Background: Two large randomized trials of regular salmeterol monotherapy in adults with asthma found an increased risk of asthma-related mortality for salmeterol versus placebo or regular salbutamol. There are no similar large trials in children, and the safety of monotherapy with salmeterol or other long-acting beta2-agonists in children with asthma is unclear. Current guidelines recommend that regular long-acting beta2-agonist therapy should be given only in combination with regular inhaled corticosteroids. However, the safety of combination therapy in children with asthma is also unclear.
Objectives: We used the paediatric trial results from Cochrane systematic reviews to assess the safety of regular long-acting beta2-agonist therapy, either as monotherapy or as combination therapy with inhaled corticosteroids, in children with asthma.
Methods: We searched the Cochrane Database of Systematic Reviews in May 2012 for Cochrane reviews relating to the safety of regular formoterol and salmeterol, and ran updated searches for trials for each of the Cochrane reviews.

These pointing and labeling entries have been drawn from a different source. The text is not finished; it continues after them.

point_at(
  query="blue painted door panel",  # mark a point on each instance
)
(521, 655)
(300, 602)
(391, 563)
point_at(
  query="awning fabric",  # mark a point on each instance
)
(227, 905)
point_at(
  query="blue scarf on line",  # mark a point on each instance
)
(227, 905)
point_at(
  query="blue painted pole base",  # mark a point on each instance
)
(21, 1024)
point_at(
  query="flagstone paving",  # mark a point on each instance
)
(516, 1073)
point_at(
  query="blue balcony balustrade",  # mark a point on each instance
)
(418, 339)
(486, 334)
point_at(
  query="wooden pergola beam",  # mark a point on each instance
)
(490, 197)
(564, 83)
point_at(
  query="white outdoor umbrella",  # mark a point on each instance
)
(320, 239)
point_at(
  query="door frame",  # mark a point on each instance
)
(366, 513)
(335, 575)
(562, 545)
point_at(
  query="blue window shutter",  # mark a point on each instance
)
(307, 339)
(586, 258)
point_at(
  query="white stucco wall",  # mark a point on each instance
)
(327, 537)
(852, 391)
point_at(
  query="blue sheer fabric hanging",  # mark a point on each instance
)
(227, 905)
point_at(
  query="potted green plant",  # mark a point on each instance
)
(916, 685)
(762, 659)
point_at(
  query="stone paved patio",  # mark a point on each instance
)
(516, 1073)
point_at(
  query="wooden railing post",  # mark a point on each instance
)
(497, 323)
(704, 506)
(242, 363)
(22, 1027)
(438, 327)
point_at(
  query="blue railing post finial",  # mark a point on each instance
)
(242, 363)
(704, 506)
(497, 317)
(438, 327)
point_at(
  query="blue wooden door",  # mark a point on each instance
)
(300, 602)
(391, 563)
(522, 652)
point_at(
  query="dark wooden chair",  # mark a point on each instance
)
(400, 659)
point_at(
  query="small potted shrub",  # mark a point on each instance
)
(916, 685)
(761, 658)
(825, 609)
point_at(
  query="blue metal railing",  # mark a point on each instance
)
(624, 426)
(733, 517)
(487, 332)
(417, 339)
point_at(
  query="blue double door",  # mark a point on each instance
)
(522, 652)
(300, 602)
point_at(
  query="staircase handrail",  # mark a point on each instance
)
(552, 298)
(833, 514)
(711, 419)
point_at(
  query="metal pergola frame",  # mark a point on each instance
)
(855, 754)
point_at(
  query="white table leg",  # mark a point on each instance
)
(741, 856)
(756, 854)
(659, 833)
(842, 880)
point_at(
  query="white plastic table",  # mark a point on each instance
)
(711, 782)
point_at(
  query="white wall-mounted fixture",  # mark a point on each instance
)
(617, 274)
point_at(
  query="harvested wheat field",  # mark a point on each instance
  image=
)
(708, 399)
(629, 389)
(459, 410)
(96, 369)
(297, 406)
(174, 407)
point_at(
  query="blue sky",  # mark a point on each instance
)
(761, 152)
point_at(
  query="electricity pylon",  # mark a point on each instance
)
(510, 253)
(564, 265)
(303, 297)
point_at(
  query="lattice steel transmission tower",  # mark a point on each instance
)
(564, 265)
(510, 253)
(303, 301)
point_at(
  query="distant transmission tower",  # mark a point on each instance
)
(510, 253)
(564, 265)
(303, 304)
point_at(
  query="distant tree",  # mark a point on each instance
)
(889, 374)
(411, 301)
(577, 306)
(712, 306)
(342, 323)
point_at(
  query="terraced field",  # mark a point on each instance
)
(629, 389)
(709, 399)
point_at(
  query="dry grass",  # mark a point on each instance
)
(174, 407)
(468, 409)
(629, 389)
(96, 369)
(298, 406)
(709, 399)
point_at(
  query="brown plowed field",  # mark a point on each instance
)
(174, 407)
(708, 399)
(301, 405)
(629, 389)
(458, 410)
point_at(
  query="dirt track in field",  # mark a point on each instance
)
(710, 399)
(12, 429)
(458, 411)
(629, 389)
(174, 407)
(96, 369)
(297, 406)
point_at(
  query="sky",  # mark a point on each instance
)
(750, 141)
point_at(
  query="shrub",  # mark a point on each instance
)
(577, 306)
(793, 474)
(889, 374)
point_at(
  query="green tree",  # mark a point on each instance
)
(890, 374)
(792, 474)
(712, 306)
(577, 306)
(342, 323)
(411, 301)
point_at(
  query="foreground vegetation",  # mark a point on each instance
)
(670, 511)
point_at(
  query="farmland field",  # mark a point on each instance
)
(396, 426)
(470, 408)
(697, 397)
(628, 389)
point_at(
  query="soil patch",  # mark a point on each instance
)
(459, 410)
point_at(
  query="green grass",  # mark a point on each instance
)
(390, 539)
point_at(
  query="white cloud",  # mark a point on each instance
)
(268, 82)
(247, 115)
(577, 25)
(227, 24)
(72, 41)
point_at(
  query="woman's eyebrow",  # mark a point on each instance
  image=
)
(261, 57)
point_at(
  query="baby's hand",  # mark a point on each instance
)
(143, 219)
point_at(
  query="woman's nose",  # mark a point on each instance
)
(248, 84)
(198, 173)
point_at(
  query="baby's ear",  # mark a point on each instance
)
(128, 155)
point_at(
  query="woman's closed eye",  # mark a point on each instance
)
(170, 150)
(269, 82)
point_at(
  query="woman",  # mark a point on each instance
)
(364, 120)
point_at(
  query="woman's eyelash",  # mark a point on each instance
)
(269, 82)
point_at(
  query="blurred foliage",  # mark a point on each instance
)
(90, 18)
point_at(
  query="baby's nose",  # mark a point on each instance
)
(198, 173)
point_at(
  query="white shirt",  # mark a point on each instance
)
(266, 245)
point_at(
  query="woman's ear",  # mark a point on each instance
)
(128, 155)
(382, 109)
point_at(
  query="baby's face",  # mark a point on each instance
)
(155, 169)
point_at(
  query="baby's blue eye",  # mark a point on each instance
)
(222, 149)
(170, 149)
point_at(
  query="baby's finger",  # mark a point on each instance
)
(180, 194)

We used odds ratios (ORs) to summarize the direct randomized evidence on safety from trials comparing regular formoterol or regular salmeterol as monotherapy versus placebo and then as combination therapy with inhaled corticosteroids versus the same dose of inhaled corticosteroids. We indirectly compared the safety of monotherapy and combination therapy by testing for differences between the pooled ORs for monotherapy and for combination therapy. We used ORs to summarize the direct randomized evidence on safety from trials comparing regular formoterol with regular salmeterol. We also compared the safety of regular formoterol and regular salmeterol indirectly by calculating an OR for the pooled results of trials assessing formoterol and the pooled results of trials assessing salmeterol, and then combined the direct and indirect evidence by calculating an overall OR for this comparison.

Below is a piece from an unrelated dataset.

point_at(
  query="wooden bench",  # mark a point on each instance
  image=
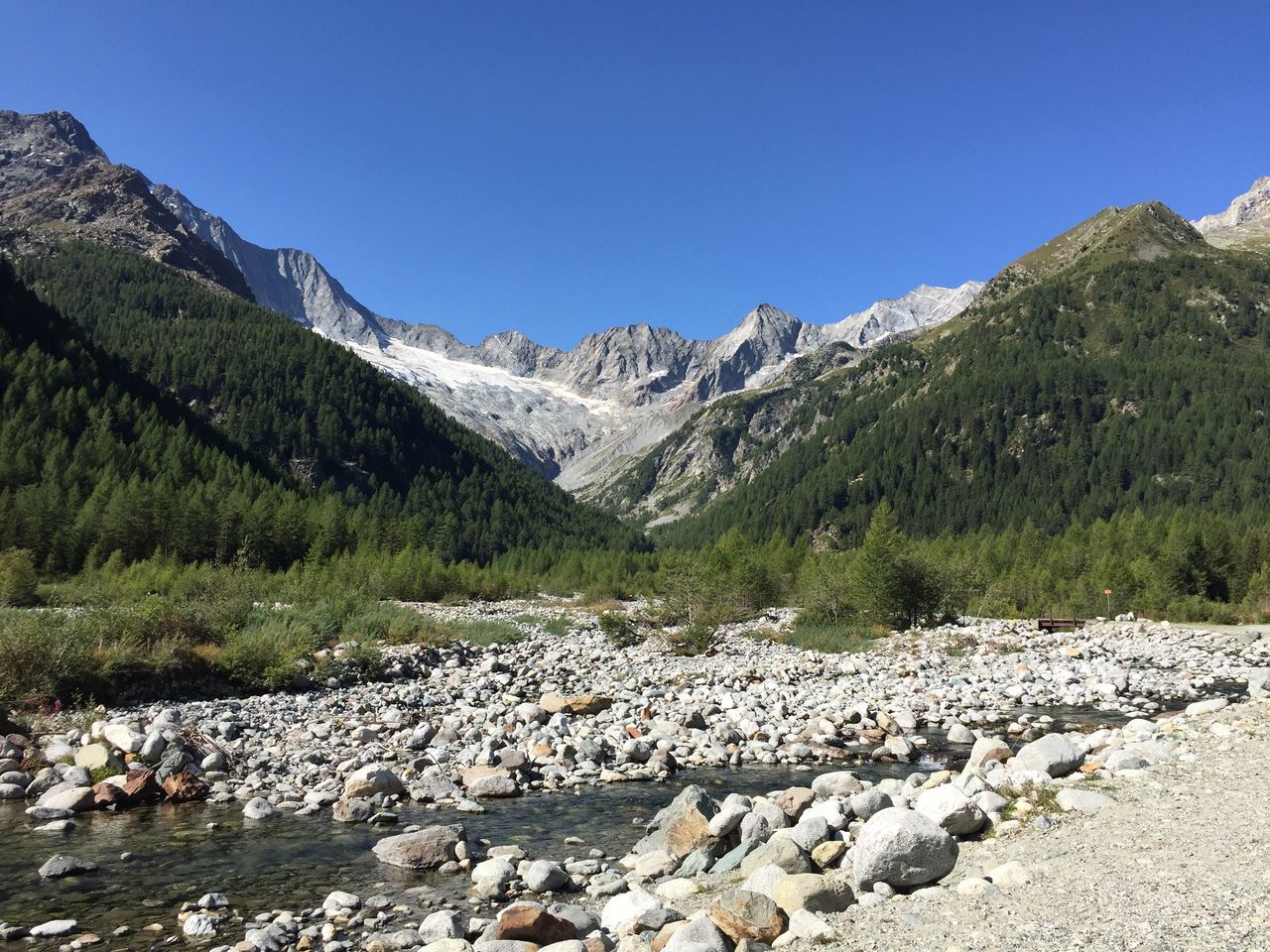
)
(1056, 624)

Results: We identified four Cochrane reviews examining the safety of regular formoterol or salmeterol as either monotherapy or combination therapy. The reviews included 19 trials in children and we found two additional studies on salmeterol combination therapy, for a total of 21 trials in 7318 children. We identified two Cochrane reviews comparing the safety of formoterol with salmeterol, which included a single trial in 156 children. We found a statistically significant increase in the odds of suffering a nonfatal serious adverse event in children on formoterol monotherapy [OR = 2.48; 95% confidence interval (CI) = 1.27–4.83, I2 = 0%, five trials, N = 1335] and smaller nonsignificant increases in odds for salmeterol monotherapy (OR = 1.30; 95% CI = 0.82–2.05, I2 = 17%, five trials, N = 1333), formoterol combination therapy (OR = 1.60; 95% CI = 0.80–3.28, I2 = 32%, seven trials, N = 2788) and salmeterol combination therapy (OR = 1.20; 95% CI = 0.37–2.91, I2 = 0%, five trials, N = 1862). There was no significant difference between the pooled ORs of a serious adverse event on monotherapy (OR = 1.60; 95% CI = 1.10–2.33, 10 trials, N = 2668) and combination therapy (OR = 1.50; 95% CI = 0.82–2.75, 12 trials, N = 4650). However, there was an absolute increase of 21 children (95% CI = 4–45) suffering a severe adverse event of any cause for every thousand children treated over six months on monotherapy, compared with an absolute increase of three (95% CI = 1 fewer to 12 more) per 1000 children over three months on combination therapy. The evidence comparing the safety of regular salmeterol to regular formoterol was limited, and even when direct and indirect evidence were combined, the CI around the effect on serious adverse events was too wide to tell whether there was a difference in the comparative safety of formoterol and salmeterol (OR = 1.26; 95% CI = 0.37–4.32). Only one child died across all the trials, so the impact on mortality could not be assessed.